By 1860 Nathan was possibly the same Nathan Smith, age 23 and born in New York, living with Garrett Smith and they were both living with a tailor named William Smith (b. 1798) and his wife and Mirty (b. 1814) and their children in Muir, Lyons Township, Ionia County. (Nathan and Garrett come at the very end of the census list for the William Smith family.) New York natives William and Mirty came to Michigan from New York probably sometime after 1855.
Nathan stood 5’10” with blue eyes, dark hair and a light complexion and was 30 years old and may have been working and living in Eaton County when he enlisted in Company D on May 13, 1861. (Company D was composed in large part of men who came from western Ionia County and Eaton County.)
Nathan was reported as a hospital attendant in July of 1862, and absent sick in the hospital from August of 1862 through January of 1863. He was missing in action on May 3, 1863, at Chancellorsville, Virginia, and in fact he had been taken prisoner on May 3 and was exchanged on September 1. He returned to the Regiment on October 8, reenlisted on December 23, 1863, at Brandy Station, Virginia, crediting Boston, Ionia County, and was absent on furlough in January of 1864. He probably returned to the Regiment on or about the first of February, and was slightly wounded in the hand on May 5, 1864, at the Wilderness, Virginia.

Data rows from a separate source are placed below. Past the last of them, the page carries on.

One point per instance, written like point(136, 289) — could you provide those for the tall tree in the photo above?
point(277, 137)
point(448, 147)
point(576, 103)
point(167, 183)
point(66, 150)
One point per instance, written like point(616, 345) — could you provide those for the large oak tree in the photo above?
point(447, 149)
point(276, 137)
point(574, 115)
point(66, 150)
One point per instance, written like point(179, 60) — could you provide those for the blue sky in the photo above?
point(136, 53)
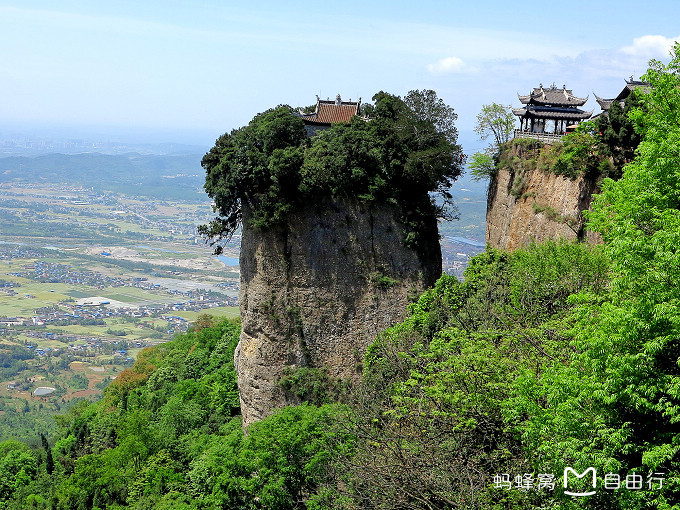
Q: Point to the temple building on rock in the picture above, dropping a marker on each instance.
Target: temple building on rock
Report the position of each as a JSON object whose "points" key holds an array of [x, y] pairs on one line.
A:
{"points": [[549, 113], [631, 85], [329, 112]]}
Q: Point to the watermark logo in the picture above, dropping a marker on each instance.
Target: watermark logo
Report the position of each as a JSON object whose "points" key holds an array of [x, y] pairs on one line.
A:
{"points": [[570, 477], [568, 470]]}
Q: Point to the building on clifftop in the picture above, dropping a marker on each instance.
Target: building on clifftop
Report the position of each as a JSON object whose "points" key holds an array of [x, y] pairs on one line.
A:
{"points": [[329, 112], [549, 113], [631, 85]]}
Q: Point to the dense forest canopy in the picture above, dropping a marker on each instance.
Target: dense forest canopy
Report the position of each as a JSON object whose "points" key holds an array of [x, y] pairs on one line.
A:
{"points": [[397, 151], [551, 357]]}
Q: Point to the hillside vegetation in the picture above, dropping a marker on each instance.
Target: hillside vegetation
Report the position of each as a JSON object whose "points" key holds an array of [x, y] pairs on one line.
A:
{"points": [[560, 355]]}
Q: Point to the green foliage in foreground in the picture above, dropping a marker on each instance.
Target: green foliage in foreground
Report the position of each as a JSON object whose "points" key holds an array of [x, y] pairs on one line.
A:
{"points": [[560, 355]]}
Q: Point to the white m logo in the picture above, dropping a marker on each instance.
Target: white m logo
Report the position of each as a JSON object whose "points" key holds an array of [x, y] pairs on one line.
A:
{"points": [[568, 470]]}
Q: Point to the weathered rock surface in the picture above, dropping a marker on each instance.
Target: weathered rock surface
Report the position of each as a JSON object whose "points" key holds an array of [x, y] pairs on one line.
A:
{"points": [[317, 290], [548, 206]]}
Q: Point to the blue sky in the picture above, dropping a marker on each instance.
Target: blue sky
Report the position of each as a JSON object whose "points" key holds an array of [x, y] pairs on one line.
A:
{"points": [[189, 71]]}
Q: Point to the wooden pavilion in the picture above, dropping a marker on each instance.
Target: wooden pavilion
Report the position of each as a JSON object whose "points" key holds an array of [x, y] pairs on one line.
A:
{"points": [[548, 108]]}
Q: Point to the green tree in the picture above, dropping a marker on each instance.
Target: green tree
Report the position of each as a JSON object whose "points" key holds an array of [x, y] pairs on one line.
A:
{"points": [[405, 151], [482, 166], [617, 132], [616, 404], [496, 121]]}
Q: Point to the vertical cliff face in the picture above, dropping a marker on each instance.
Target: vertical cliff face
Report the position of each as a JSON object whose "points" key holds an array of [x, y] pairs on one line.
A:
{"points": [[529, 204], [316, 290]]}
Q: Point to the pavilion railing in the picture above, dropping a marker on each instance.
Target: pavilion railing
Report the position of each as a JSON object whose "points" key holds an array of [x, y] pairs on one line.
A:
{"points": [[541, 137]]}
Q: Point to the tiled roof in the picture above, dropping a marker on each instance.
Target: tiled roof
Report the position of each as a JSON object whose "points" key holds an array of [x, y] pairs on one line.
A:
{"points": [[631, 85], [552, 113], [553, 96], [329, 112]]}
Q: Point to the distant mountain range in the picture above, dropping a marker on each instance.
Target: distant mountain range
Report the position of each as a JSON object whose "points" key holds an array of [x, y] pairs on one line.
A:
{"points": [[172, 176]]}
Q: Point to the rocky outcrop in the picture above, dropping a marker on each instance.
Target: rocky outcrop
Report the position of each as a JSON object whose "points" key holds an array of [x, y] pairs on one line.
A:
{"points": [[526, 205], [316, 290]]}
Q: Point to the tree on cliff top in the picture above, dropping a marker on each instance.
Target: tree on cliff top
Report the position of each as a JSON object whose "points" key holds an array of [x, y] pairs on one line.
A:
{"points": [[399, 153], [497, 121]]}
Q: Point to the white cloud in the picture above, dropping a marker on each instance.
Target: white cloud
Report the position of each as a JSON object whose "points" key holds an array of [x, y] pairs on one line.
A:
{"points": [[447, 65], [650, 46]]}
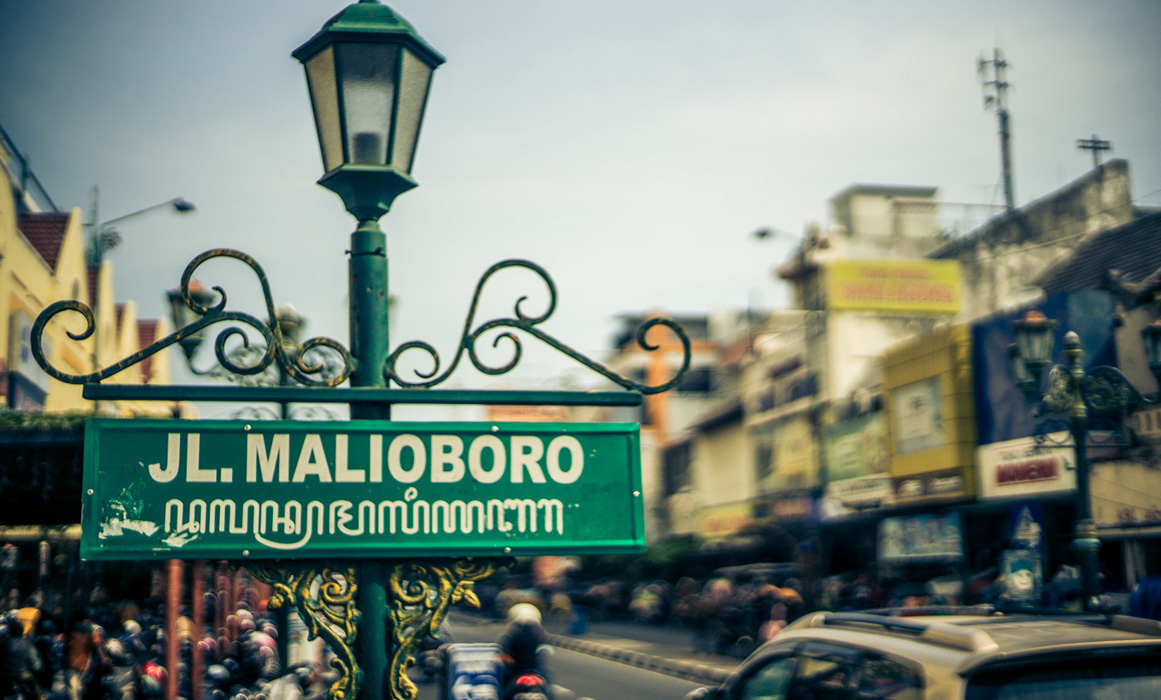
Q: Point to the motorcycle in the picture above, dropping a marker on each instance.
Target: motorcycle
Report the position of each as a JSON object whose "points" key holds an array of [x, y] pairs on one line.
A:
{"points": [[527, 685]]}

Slight or not Nathan was subsequently hospitalized, and was still absent in the hospital when he was transferred to Company A, Fifth Michigan infantry upon consolidation of the Third and Fifth Michigan Regiments on June 10, 1864. Nathan remained absent wounded through July of 1864, and possibly until he was mustered out on July 5, 1865, at Jeffersonville, Indiana.

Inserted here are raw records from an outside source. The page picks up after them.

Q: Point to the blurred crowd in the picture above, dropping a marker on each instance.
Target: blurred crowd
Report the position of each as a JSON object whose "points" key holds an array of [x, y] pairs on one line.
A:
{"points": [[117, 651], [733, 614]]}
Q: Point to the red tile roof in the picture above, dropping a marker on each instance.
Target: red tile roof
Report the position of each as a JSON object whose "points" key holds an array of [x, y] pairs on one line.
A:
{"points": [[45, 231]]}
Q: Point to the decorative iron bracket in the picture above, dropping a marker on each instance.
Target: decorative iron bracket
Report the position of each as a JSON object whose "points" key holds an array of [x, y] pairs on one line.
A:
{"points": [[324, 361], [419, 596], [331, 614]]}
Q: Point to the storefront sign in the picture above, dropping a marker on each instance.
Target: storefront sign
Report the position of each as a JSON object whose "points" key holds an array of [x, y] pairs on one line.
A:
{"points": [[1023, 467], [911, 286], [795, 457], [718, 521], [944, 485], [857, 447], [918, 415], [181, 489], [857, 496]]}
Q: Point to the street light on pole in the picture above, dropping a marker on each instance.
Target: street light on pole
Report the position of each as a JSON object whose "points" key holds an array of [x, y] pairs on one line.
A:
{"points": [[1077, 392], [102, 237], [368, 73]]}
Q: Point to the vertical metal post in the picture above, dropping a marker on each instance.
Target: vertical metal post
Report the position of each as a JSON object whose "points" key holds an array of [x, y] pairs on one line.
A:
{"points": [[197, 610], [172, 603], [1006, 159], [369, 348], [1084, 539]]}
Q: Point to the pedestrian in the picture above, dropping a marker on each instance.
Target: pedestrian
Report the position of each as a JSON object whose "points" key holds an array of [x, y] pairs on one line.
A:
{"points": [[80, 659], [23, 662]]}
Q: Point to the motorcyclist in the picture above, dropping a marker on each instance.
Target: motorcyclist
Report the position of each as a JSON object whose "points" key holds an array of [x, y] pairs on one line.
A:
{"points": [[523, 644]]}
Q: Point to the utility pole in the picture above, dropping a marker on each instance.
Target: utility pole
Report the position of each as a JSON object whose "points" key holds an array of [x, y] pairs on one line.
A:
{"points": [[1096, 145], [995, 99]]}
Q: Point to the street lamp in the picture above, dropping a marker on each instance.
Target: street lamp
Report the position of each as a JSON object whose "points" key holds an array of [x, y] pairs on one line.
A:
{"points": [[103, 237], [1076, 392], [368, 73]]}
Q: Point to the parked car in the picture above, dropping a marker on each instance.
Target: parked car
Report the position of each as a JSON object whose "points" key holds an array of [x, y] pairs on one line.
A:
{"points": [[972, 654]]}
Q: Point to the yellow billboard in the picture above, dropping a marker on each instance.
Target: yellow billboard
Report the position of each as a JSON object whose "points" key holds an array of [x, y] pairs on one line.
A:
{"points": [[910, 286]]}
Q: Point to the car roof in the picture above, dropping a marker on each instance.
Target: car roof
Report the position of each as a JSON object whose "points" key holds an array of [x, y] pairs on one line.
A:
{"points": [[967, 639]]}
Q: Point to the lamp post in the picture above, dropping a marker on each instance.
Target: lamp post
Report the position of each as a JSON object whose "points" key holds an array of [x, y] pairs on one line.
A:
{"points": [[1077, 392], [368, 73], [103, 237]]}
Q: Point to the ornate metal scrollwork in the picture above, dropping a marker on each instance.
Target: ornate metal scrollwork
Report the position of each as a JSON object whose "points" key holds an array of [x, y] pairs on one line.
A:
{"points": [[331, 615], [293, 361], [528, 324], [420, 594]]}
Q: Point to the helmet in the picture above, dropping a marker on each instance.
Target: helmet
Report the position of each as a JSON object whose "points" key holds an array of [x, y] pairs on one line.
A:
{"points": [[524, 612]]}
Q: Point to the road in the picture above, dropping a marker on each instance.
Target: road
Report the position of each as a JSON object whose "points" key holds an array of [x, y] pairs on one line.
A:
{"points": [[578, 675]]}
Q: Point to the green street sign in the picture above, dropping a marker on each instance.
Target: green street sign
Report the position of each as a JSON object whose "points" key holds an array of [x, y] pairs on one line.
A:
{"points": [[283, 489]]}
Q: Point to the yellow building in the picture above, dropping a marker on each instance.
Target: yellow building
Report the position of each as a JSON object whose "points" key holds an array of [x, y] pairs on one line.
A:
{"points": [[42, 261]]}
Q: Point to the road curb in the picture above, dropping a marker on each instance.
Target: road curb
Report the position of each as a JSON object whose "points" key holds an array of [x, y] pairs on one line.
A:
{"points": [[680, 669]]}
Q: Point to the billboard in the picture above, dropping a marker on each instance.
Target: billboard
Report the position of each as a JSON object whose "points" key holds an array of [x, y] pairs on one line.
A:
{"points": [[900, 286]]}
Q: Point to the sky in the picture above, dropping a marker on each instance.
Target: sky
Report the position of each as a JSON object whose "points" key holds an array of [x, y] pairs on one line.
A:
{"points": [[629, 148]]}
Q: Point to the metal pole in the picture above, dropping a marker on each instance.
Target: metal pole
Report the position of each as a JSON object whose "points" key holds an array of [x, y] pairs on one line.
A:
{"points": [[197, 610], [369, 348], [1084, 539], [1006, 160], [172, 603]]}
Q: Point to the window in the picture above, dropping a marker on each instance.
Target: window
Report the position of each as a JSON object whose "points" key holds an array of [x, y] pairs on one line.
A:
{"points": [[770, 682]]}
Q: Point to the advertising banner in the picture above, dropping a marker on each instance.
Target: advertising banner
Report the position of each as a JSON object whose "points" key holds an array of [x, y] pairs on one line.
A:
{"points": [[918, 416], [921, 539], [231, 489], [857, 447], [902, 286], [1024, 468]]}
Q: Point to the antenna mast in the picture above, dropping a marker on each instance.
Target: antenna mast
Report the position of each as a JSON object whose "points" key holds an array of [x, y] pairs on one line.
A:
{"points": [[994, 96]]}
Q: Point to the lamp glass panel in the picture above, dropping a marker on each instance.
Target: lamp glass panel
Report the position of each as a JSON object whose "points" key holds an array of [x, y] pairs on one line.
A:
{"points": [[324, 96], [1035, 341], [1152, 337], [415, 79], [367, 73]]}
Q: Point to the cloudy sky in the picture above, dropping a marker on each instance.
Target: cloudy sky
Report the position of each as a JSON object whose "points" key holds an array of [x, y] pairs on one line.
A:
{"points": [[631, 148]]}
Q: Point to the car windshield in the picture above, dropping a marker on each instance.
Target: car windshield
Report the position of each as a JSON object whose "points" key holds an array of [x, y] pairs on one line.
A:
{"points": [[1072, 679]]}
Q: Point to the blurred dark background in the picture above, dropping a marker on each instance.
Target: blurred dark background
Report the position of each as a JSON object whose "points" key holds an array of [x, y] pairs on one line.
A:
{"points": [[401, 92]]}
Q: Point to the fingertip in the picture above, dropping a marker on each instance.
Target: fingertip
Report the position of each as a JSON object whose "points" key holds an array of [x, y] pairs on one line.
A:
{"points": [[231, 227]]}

After the war Nathan returned to Michigan after the war.
He was married to New York native Adeline (1849-1939), and they had at least one child: Mabel (b. 1889).

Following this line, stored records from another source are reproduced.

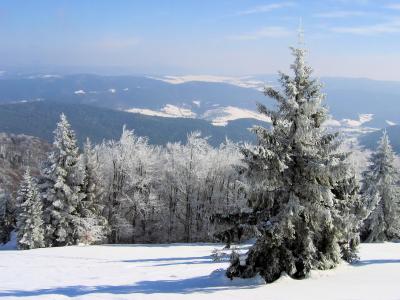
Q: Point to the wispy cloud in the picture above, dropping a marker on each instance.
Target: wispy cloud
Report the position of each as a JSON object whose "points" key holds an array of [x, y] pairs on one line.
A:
{"points": [[381, 28], [265, 32], [120, 43], [340, 14], [395, 6], [264, 8]]}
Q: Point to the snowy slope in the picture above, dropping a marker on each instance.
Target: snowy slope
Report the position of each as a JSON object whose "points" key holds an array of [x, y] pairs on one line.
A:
{"points": [[181, 271]]}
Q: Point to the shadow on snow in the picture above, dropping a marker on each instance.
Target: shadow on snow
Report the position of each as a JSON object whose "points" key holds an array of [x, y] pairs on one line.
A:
{"points": [[214, 282], [367, 262]]}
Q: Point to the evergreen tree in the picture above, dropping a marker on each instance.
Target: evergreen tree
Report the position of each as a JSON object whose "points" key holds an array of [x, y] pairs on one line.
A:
{"points": [[7, 216], [91, 224], [303, 193], [30, 233], [381, 195], [61, 184]]}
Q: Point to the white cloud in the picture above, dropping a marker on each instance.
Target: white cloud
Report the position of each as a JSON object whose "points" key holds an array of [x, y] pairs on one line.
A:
{"points": [[388, 27], [197, 103], [390, 123], [266, 32], [395, 6], [264, 8], [339, 14]]}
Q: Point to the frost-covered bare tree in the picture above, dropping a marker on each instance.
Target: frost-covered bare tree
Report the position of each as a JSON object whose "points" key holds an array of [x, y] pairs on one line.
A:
{"points": [[167, 194], [304, 197], [381, 195], [128, 175], [199, 181], [30, 231]]}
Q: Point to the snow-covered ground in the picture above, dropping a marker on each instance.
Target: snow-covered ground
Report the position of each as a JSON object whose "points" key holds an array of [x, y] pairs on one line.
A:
{"points": [[182, 271]]}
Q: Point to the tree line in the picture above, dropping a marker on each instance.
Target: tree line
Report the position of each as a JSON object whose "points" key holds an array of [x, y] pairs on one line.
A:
{"points": [[295, 191]]}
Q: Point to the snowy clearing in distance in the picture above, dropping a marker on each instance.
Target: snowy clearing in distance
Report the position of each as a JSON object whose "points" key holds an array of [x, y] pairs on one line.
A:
{"points": [[183, 271]]}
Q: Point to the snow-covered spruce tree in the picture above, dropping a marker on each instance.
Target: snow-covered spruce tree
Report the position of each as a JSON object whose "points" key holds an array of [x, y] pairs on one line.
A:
{"points": [[92, 226], [7, 216], [61, 186], [381, 195], [304, 197], [30, 232]]}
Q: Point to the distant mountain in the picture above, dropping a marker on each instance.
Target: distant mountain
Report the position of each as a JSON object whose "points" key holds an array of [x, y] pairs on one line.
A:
{"points": [[370, 140], [16, 153], [203, 97], [39, 119]]}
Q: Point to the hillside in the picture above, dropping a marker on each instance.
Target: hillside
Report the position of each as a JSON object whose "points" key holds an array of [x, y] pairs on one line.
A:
{"points": [[39, 119], [347, 98], [16, 153], [370, 140], [182, 271]]}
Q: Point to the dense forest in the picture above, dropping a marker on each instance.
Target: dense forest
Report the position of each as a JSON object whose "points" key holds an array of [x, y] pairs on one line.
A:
{"points": [[296, 191]]}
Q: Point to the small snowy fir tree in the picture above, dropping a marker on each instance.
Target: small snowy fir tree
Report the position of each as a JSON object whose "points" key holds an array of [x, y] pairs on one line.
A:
{"points": [[381, 195], [30, 233], [304, 195], [91, 225], [62, 187]]}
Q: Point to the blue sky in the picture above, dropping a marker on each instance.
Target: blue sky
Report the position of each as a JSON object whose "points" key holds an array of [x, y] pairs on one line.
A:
{"points": [[356, 38]]}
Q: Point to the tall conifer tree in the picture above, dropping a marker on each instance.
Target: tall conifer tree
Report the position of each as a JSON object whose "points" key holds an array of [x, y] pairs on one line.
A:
{"points": [[381, 194], [62, 187], [304, 195], [30, 233]]}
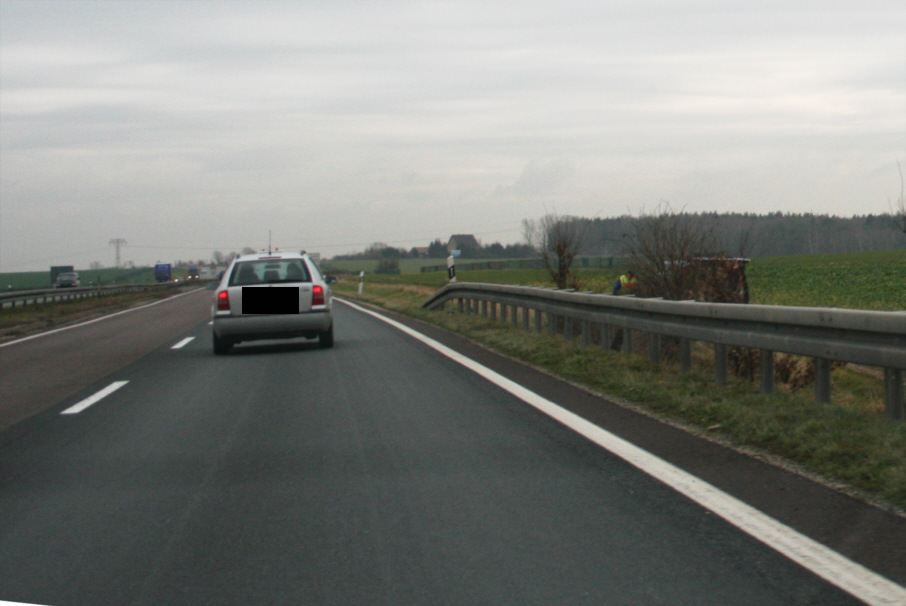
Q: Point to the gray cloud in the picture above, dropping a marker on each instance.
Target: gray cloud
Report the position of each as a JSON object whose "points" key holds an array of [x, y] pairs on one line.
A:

By 1880 he was listed as single and working as a laborer working for and/or living with William Timmons in Norwich, Newaygo County. He was living in Big Prairie, Newaygo County in 1890. and in Sunfield, Eaton County in December of 1892 when he became a member of the Old Third Michigan Infantry Association. By 1900 he was working as a farm laborer and living with his wife and daughter in Sunfield; next door lived 56-year-old Pennsylvania-born Solomon Smith and his family.
In 1890 he applied for and received a pension (no. 769061).
Nathan died of cancer on June 20, 1908, presumably at his home in Sunfield. He was buried on June 22 in Freemire cemetery in Sunfield Township: 25-3-75.
In July of 1908 his widow applied for and received a pension (no. 686627).